Gulzad and his friends have done exactly that. Young Afghans use the Facebook campaign to post photos of themselves with signs depicting the slogan, “Afghanistan Needs You!” Beneath their pictures they post their reasons for staying home and offer thoughts about why their peers should do the same.
They often say that Afghanistan really does need them, that by leaving they make a gift of their own resources to other countries. They also say that the youth of a country is the gateway to the future. But sometimes the message is much simpler than that. “If you want Afghanistan to exist as a country in the future, you will have to stay,” they argue.
Asking people to stay is no small request. The recent deadly battles over Kunduz, a city in Afghanistan’s northern region, show that the Taliban is still powerful and the country as a whole is dangerous. Foreign troops haven’t completed their withdrawal from Afghanistan, and it already seems to be engulfed by a wave of chaos.
Even Kabul is unsafe, and the attacks cause uncertainty, which in turn influences the economy. Unemployment rates are high and, together with American forces, foreign investors are leaving the country. Relief funds are providing less and less support too, Gulzad says.

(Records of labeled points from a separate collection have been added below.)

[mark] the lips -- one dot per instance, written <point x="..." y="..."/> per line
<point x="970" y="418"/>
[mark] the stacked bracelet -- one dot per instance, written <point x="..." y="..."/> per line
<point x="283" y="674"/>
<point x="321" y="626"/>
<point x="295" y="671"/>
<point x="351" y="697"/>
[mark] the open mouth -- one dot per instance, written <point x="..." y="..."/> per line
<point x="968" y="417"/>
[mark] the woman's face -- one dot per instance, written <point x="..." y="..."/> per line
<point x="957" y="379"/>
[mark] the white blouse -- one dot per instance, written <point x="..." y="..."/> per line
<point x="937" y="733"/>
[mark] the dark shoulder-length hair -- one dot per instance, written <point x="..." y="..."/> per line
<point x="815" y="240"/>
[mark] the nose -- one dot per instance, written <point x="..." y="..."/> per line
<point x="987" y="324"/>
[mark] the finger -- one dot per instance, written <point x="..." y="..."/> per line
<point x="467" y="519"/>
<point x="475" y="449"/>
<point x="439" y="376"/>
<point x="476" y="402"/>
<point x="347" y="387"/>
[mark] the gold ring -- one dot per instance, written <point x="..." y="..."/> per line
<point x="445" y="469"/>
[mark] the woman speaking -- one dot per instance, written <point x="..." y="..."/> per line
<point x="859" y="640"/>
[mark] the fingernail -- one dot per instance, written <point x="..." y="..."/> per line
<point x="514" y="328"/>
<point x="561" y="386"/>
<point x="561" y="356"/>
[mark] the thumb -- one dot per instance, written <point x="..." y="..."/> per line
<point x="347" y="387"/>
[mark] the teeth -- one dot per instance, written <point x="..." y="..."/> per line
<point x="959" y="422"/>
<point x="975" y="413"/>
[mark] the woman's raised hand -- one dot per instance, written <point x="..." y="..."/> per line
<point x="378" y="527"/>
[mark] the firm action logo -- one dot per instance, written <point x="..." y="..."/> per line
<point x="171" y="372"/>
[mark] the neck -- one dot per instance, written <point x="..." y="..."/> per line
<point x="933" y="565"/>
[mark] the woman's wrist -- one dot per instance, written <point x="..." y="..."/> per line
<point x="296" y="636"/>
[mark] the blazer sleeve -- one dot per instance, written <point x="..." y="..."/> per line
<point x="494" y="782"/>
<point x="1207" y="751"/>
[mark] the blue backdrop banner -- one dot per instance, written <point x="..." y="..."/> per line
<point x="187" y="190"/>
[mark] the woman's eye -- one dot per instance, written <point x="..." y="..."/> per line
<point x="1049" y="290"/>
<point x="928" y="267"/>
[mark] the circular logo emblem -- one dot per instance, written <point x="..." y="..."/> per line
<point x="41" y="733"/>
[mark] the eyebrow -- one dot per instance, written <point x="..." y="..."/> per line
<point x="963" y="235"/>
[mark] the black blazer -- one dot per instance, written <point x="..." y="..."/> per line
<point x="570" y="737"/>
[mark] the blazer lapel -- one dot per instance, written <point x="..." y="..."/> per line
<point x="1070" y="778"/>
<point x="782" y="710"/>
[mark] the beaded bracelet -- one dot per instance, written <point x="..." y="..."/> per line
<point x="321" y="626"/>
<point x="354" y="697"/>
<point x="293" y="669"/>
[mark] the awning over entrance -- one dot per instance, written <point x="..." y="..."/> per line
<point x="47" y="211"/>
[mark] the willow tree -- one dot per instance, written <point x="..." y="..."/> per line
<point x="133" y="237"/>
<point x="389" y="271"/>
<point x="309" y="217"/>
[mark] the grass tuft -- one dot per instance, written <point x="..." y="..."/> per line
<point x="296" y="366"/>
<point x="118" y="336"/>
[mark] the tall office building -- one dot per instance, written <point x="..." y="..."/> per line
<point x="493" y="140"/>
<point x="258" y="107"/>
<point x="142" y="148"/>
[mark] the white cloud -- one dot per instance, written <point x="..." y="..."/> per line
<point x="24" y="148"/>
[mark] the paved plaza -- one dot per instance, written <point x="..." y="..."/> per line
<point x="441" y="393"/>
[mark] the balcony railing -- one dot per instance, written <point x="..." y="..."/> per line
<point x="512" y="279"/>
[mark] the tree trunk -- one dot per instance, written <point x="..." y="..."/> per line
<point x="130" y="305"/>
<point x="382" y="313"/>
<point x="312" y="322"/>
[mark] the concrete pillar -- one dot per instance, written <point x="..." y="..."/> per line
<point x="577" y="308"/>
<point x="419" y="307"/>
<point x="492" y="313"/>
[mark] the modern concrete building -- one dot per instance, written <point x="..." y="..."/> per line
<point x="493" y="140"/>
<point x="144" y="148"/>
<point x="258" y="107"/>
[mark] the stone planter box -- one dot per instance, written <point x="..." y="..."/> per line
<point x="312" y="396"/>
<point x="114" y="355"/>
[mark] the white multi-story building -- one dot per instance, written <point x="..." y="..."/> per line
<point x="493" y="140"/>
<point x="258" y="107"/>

These are the reasons why many young Afghans just want to leave the country. They are looking for security, education and a future that allows them to improve their lot, and they are doing so increasingly within Europe. Gulzad could have had all of these things. His family fled the Taliban when he was three and managed to escape to Germany. He grew up in his aunt’s house in Hamburg, finished his A-levels and found work. All he had to do was stay.
Working for the family business
But the young entrepreneur decided to return to Afghanistan in 2006 and then followed in his father’s footsteps. “He is a true patriot,” says Gulzad, “who wanted to fight for his country.” His father returned to Afghanistan early on and founded an import-export company that deals in building materials. Gulzad joined his father’s business upon his return.
“It was quite difficult in the beginning,” says Gulzad. Difficult because everything was new to him — the rampant corruption, the work ethic, the culture. Employees often stole goods. Some of those fired as a consequence even threatened his family with retribution. “The people can’t seem to think beyond the here and now,” he says. But the biggest problem, he says, is corruption. Some of his friends once tried to complain to an anti-corruption department about crooked civil servants. But the response was sobering: “We can take note of your complaint, but how much can you pay us to see it through?”
Young Afghans in particular want to leave the country, Gulzad says. “It’s not exactly cool to be pro-Afghanistan,” he notes. The public has become apathetic and hopeless. And it is this particular feeling that the Facebook campaign tries to eradicate. “We want people to once more shoulder responsibility, we want them to not just simply sit on their hands and wait for the government to fix the problem,” Gulzad says. They are supposed to become active citizens, to develop new ideas, to found new businesses.
But are 5,000 likes and a few photos enough to achieve all of this? “Maybe that’s naive,” he says, “but even Ghandi started with only an idea.” The first step, he insists, is to change the way people think.
The six activists seem to have found some traction. It took only a week to achieve 5,000 likes. Several press agencies wanted an interview, and the Afghan Ministry for Refugees offered to cooperate with them. In the end, even a large Afghan banking institution offered to provide jobs to 20 young Afghans.
Gulzad and his friends most certainly are not among those Afghans who are badly off. Gulzad himself is from an old merchant family that has good connections to the government. The others are all well-educated, he says. But what about those who lack good qualifications? What is to become of those in a country that doesn’t even have anything to offer to the well-educated?
“You don’t have to have a lot of money to make a change,” Gulzad says. He speaks of micro credits given to poor Afghan women. “Many of them have done wonderful things with them.” Besides, this movement isn’t about the poor who can’t afford to flee the country. “We are aiming at the well-educated, like us, who want to leave, those people the country needs most.”
You could counter that there are still many people who fear for their lives, people whose mothers, fathers or brothers were executed by the Taliban. Gulzad says that he doesn’t harbour any illusions regarding people’s safety, and he himself has only narrowly escaped attacks. His own office has even come under fire. “But it cannot get any better if all of us leave,” he says. Those who cannot stand to be in the countryside should come to the cities “and we will rebuild the country from there in.”